I was assigned to contribute to the Public History social media sites during the week of Spring Break. As I thought about what would be good to share, I decided since it was Women’s History Month it would be good to share interesting facts about Women at Virginia Tech. Facebook provides an opportunity to draw people’s attention to historical facts and provide a link to further details. I also posted about the film “Hidden Figures” which was playing at The Lyric Theater in Blacksburg – providing another opportunity to celebrate women’s history – and get some free popcorn to boot.
At Reynolds Homestead we use Facebook to promote our activities. We recently began adding “Interesting History Facts” on Wednesday and we are launching a “Throwback Thursday” to share old photos, some of which we will ask our friends to help us identify people in the photos.
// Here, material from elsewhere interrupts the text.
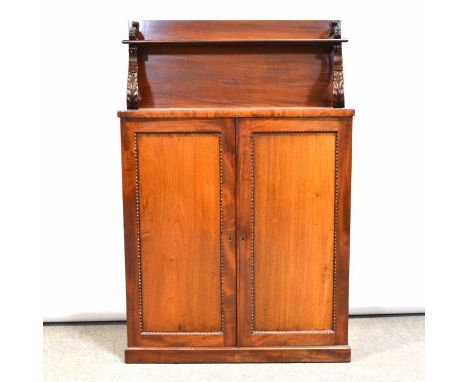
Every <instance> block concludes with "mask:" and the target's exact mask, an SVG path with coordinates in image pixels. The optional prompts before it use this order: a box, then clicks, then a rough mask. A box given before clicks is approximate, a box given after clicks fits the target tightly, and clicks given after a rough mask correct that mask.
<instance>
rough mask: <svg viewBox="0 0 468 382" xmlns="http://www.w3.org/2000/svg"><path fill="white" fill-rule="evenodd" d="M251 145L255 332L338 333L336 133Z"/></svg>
mask: <svg viewBox="0 0 468 382" xmlns="http://www.w3.org/2000/svg"><path fill="white" fill-rule="evenodd" d="M298 124H300V123H299V122H298ZM251 139H252V145H253V147H255V149H254V151H253V157H254V158H255V159H254V168H255V170H254V174H253V188H254V204H253V206H252V208H253V221H254V226H255V227H254V230H255V231H254V239H253V240H254V254H255V255H254V258H255V262H254V264H255V266H254V278H255V282H254V286H255V293H254V296H255V301H254V304H255V319H254V330H255V331H288V330H295V331H298V330H327V329H328V330H332V329H333V328H332V316H333V240H334V195H335V140H336V134H335V133H316V132H300V133H295V132H289V131H287V130H285V131H283V132H282V133H281V134H279V132H278V131H275V133H273V134H270V133H264V134H255V135H253V136H252V138H251Z"/></svg>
We’ve also found the Facebook “Boost” option a good way to reach a larger audience for events. During this past week, I “boosted” a post on an “Old Time Music and Dance” concert and for $18, much less than I would pay for a newspaper ad, I reached 1,368 people – 77 of whom engaged in the post and 10 shared the post with others.
Twitter is not a social media outlet I have used often, because the majority of our patrons tend to respond well to Facebook, we tend to focus our efforts there. I can see where it could be useful as we attempt to grow our number of younger patrons.
I worked on social media last week, so I wanted to write a post about what the week was like. Starting out, I was more comfortable with Twitter because I’ve been using Twitter most of the year for the VTHistoryMA account. The Public History Twitter account is really simple to use because the account follows a lot of people who share public history content. It’s pretty easy to find interesting articles that they’ve shared and then retweet them. It was a little more difficult to create original content, but I think I was able to strike a good balance between retweets and original posts. It turns out that most of my original posts dealt with podcasts, but I think that’s just because it’s what I listen to everyday and because of our class projects. The best advice I can give for the 15 tweets is just to get started early. It isn’t a lot, really, but it definitely helps to get started ASAP so you can find good content over the course of several days instead of retweeting just anything to get your quota.
I struggled more with Facebook. I haven’t been using Facebook as much, and the way that it’s set up lends itself to more substantive/important posts (maybe I’m wrong, but that’s how it makes me feel). I had to brainstorm for a while about what kinds of things I could post on Facebook. My first thoughts were “happenings in the history department” which Ellen already does on a weekly basis. The next thought was to go for current event sort of things, like the upcoming the 100th anniversary of the US’s entrance into WWI. I think that post was the most successful – it was informative and timely.
I think social media is all about being consistent: posting consistently and posting consistent content. I haven’t really delved into professional social media other than having a LinkedIn, but it might be something I need to invest my time in over the next year.